The time is now. We must decide.
Will we pass by the other side,
or will we follow Love's command
and reach out with a helping hand?
When Jesus was a Refugee Author: Mary Nelson Keithahn (2002)
Tune: NEIGHBORS (Horman)
Just before Christmas I saw the news about the deaths of 44 migrants who drowned attempting to cross the Mediterranean Sea. Their boat capsized in a strom the only survivor was an 11-year-old girl from Sierra Leone who was aboard with brother and cousin. This disaster barely received coverage because we've become numbed to the barrage of informations about, migrants, displaced persons, asylum-seekers refugees -- whatever term we decide to use to describe those who are so desperate for a new life that they'll do anything to achieve it. Some are fleeing persecution, others escaping famine and war.
Yesterday I saw a New York Times headline, Something Extraordinary Is Happening All Over the World, so I had to click for more. It was an essay by Lydia Polgreen, part of a series called The Great Migration, exploring how people are moving around the world today. The piece begins:
We are living in an age of mass migration.
Millions of people from the poor world are trying to cross seas, forests, valleys and rivers, in search of safety, work and some kind of better future. About 281 million people now live outside the country in which they were born, a new peak of 3.6 percent of the global population according to the International Organization for Migration, and the number of people forced to leave their country because of conflict and disaster is at about 50 million — an all-time high. In the past decade alone, the number of refugees has tripled and the number of asylum seekers has more than quadrupled. Taken together, it is an extraordinary tide of human movement.
The surge of people trying to reach Europe, the United States, Britain, Canada and Australia has set off a broad panic, reshaping the political landscape. All across the rich world, citizens have concluded — with no small prompting by right-wing populists — that there is too much immigration. Migration has become the critical fault line of politics. Donald Trump owes his triumphant return to the White House in no small part to persuading Americans, whose country was built on migration, that migrants are now the prime source of its ills.
Because I tend to dive down rabbit holes a search revealed that this huge number of displaced people is roughly the equivalent of the fourth largest country in the world, Indonesia.This is staggering, yet the response of the global community is to threaten possible asylum seekers, lower immigration quotas, seal borders.

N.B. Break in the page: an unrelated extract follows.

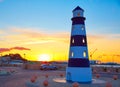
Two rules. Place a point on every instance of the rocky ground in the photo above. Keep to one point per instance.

This year, 2025, marks the tenth anniversary of the first wave of Syrian refugees to Canada and some of us were very involved in sponsorships. In our case it was an initiative of our congregation and other communities of faith. We all felt that this was a moral responsibility, and those of us who were Christians felt it was a Gospel imperative.We might shake our heads at the American debacle after an election based on fear and hatred of outsiders brought a cold-hearted tyrant to power again. Yet there is a growing anti-immigrant sentiment in Canada as well and I am saddened.
The other day we stopped in for lunch at the small restaurant of a Syrian family who arrived in 2016. They weren't part of our sponsored group of 23 but we would invite them to events at Bridge St Church. Nasr greeted us warmly and we chatted about his sister in Syria during this time of national uncertainty. Two of his kids are in college now, and they own a home and a broadening business. Canada is better for their presence here.
Let's pray that our hearts not be hardened to those who desire a new life, and not just those who come from relative stability in their countries of origin. Let's remember that the young Jesus was a refugee as part of a Holy Family on the move.